Usage Question: Logging Adds and Updates

Coordinator
Feb 12, 2009 at 7:55 PM
fred_mumble asked:

"My package grabs an ETL Log ID and puts it into an SSIS variable to use for logging purposes.  Each of my dimension tables also have an etl_log_id column which gets updated on Type 1 changes and inserted with new adds.  I'm not clear on the best way to handle this using the component; input a derived column with the log id as a separate source, add the log id to the main source input table or directly within the component through some sort of variable assignment."



This advice applies to version 1.4 or higher of the Kimball Method SCD component.

I must have been thinking almost identically to you (or we interpreted the Kimball Auditing practices the same way), because the component is ready to handle your logging requirements with a few simple configuration settings.  I've referred to these features under the term of "auditing" rather than "logging".
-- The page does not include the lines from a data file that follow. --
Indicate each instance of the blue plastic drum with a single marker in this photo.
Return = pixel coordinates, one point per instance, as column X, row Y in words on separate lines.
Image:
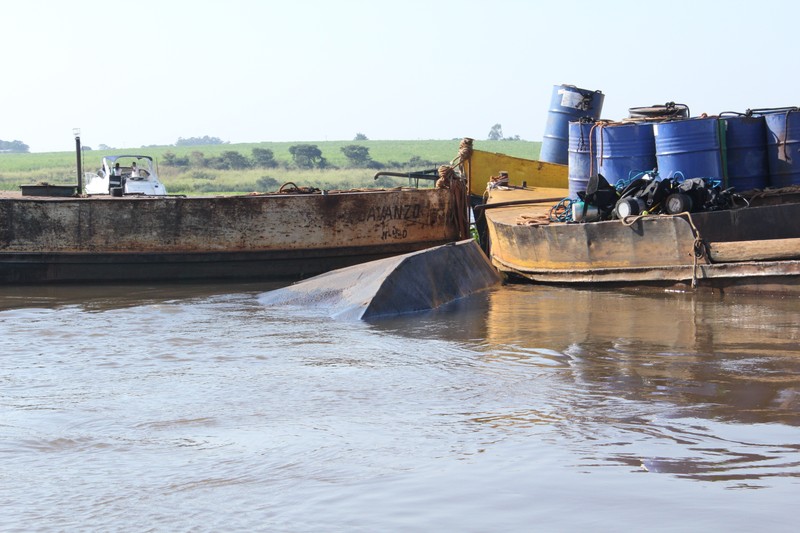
column 624, row 150
column 567, row 104
column 691, row 148
column 746, row 148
1. Make sure that the "Existing Dimension" input flow contains your "etl_log_id" column(s).  It sounds like you only have one column to track SCD changes - this component supports up to four different auditing columns, for different purposes.
2. Open the Kimball Method SCD editor, and on the Existing Dimension Column Usage tab, identify your "etl_log_id" column as one of the "Auditing" types.  From your description, I think that "Audit Key for Last Change" should be appropriate, but here are your choices, and their effects (these must be integer-type columns):
    A) "Audit Key for Adds" - any column identified as this type of auditing column will get a user-supplied number written in it for all rows that are output on the New flow.  The net result of using this kind of auditing is that for any auditing key you supply, you will be able to query your dimension table for all of the rows that were added to your table for that particular ETL run - whether they were "brand new" business keys, or "new versions" of existing members changed by SCD2 attribute changes.
    B) "Audit Key for Last SCD1 Change" - any column identified as this type of auditing column will get a user-supplied number written in it for all rows that are changed as a result of a change in an SCD1 attribute.  Rows receiving this audit key can be output on the New, SCD1 Updates, or Expired SCD2 outputs.
    C) "Audit Key for Last SCD2 Change" - any column identified as this type of auditing column will get a user-supplied number written in it for all rows that are involved in an SCD2 attribute change.  This will include up to two rows - one row on the "New" output (if a new row is required to track an SCD2 change), and/or one row on the "Expired SCD2" output (if an older version was retired due to SCD2 change, or being "deleted" in the source system).
    D) "Audit Key For Last Change" - any column identified as this type of auditing column will get a user-supplied number written in it for all rows sent to all outputs except the Unchanged output.  In other words, if a row changes for any reason, this column will be updated with the audit key.
3. Go to the "Options" tab of the Kimball Method SCD editor, and scroll down to the "Auditing Options" section.  Pull down the "variable containing audit key to use," and select the SSIS variable you have populated with your "ETL logging ID".  This variable MUST be an integer type.  Specify a "no value" value for the component to use for New rows instead of NULL.
Mar 24, 2009 at 9:33 PM
Can someone post a sample of how all of these are used?
I only create a new audit key value for each package execution and use that same key for all record changes (I guess that would be using option D. "Audit Key For Last Change").
I am interested in finding out how the other options may be used?
Also, would it be possible to capture the prior audit key value to include in the row change reason?
An example of using this might be "SCD 1 Existing Row Updated - Previous Audit Key was 45".
This is somewhat analagous to SCD 3 Audit Key tracking and is useful for tracking changes to records.
Coordinator
Mar 25, 2009 at 6:32 PM
Hi Joe,

You're not limited to using only one of the above options - you can use all four at the same time if you like (I use three of them: ABC). 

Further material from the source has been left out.